Une série d’annonces de mort suivies de réapparitions
En octobre 2024, alors que Beyrouth subit d’intenses bombardements israéliens visant la banlieue sud, plusieurs médias israéliens annoncent la mort de Qaani. Le silence du Hezbollah, évoquant une perte de contact avec lui, renforce ces spéculations. Pourtant, douze jours plus tard, il réapparaît publiquement à Téhéran, en larmes lors des funérailles d’un haut responsable militaire iranien.
Un scénario similaire se reproduit en juin 2025, lors de ce qui a été appelé la « guerre des douze jours ». Le journal The New York Times, citant des sources iraniennes anonymes, rapporte que Qaani aurait été tué lors d’une frappe visant le siège de la Force Al-Qods. Là encore, il réapparaît quelques jours plus tard, souriant devant ses partisans, coiffé d’un béret noir et participant à des rassemblements publics.
Dans le conflit actuel déclenché le 28 février, l’aviation israélienne aurait ciblé une réunion militaire de haut niveau à Téhéran autour du guide suprême Ali Khamenei. L’attaque aurait provoqué la mort de plusieurs dirigeants majeurs, dont le chef des Gardiens de la révolution Mohammad Bagheri. Le sort de Qaani demeure toutefois incertain : aucune annonce officielle de sa mort n’a été faite, mais il n’est pas réapparu non plus depuis l’attaque.
Théories et spéculations : agent du Mossad ou simple survivant ?
Ses disparitions et réapparitions successives ont alimenté de nombreuses théories sur les réseaux sociaux.
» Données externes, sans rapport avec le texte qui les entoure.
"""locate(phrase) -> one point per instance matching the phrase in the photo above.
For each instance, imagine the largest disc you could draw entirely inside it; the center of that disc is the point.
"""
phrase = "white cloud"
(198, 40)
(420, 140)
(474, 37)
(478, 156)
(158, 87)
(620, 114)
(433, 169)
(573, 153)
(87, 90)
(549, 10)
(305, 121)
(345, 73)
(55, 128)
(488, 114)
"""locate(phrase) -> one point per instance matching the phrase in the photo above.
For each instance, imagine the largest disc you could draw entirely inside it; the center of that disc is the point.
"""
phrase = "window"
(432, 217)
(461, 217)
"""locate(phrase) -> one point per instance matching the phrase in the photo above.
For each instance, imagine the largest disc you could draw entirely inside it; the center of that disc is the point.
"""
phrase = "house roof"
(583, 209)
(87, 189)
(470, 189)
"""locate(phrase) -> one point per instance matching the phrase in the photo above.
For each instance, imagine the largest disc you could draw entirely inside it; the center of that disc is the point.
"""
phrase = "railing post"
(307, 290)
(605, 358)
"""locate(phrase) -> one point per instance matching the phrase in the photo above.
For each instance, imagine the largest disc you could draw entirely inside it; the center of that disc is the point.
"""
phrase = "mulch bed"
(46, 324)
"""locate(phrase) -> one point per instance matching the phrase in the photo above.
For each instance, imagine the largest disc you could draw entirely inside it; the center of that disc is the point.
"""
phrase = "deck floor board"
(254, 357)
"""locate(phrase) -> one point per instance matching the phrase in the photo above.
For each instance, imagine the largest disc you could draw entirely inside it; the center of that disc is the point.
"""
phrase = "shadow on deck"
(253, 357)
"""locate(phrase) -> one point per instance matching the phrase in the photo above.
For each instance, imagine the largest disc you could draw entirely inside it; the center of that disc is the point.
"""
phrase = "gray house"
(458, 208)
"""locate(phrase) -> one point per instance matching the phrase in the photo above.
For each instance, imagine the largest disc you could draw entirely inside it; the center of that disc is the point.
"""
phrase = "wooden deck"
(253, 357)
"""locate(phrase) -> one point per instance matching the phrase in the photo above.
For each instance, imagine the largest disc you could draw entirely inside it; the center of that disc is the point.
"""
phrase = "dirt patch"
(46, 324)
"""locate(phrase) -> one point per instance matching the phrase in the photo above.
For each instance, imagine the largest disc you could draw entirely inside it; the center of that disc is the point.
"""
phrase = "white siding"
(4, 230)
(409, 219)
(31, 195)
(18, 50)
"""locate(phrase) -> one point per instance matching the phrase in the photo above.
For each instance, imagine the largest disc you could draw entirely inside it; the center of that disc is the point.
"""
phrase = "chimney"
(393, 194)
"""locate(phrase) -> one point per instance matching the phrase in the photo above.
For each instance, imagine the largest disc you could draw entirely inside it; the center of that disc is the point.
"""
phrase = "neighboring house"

La plus spectaculaire évoque la possibilité que Qaani soit un agent infiltré du Mossad.
Fait notable, le Mossad lui-même a tenté de répondre à ces spéculations en publiant sur son compte officiel en persan une déclaration affirmant que Qaani n’est pas un agent israélien — une dénégation qui a paradoxalement renforcé les rumeurs au lieu de les faire taire.
Lors d’une interview télévisée en octobre 2025, Qaani avait lui-même commenté ces rumeurs en affirmant que « le régime sioniste diffuse des informations sur mon assassinat afin d’inquiéter mes proches et de les pousser à me contacter, ce qui permettrait de localiser ma position ».
Le chercheur Menashi Amir, spécialiste du Moyen-Orient, estime que l’explication la plus probable reste celle du hasard, tout en rappelant que les services israéliens ont historiquement réussi à infiltrer les cercles les plus proches de dirigeants et d’organisations ennemies. Il cite notamment plusieurs précédents célèbres, comme Ashraf Marwan, gendre du président égyptien Gamal Abdel Nasser, considéré comme un agent du Mossad, ou encore les informations ayant conduit à l’élimination de dirigeants tels qu’Abbas Moussaoui ou le scientifique nucléaire iranien Mohsen Fakhrizadeh.
Au-delà de la question de sa survie : le déclin de l’influence régionale
Pour certains analystes, la question essentielle n’est toutefois pas de savoir si Qaani est vivant ou mort, mais plutôt l’ampleur réelle de l’influence qu’il conserve.
Selon Ali Alfoneh, spécialiste des forces armées iraniennes à l’Institut des États arabes du Golfe à Washington, l’architecture régionale que supervisait autrefois la Force Al-Qods s’est considérablement affaiblie.
Il souligne que le Hamas à Gaza a été largement neutralisé, que le Hezbollah au Liban a été fortement affaibli, et que les Houthis au Yémen restent aujourd’hui le seul acteur encore actif dans cet axe, mais sans capacité stratégique comparable.
Dans ce contexte, Qaani apparaît aujourd’hui, avec le commandant de la marine iranienne Alireza Tangsiri, comme l’un des derniers hauts responsables iraniens figurant encore sur les listes de cibles israéliennes sans avoir été officiellement éliminé.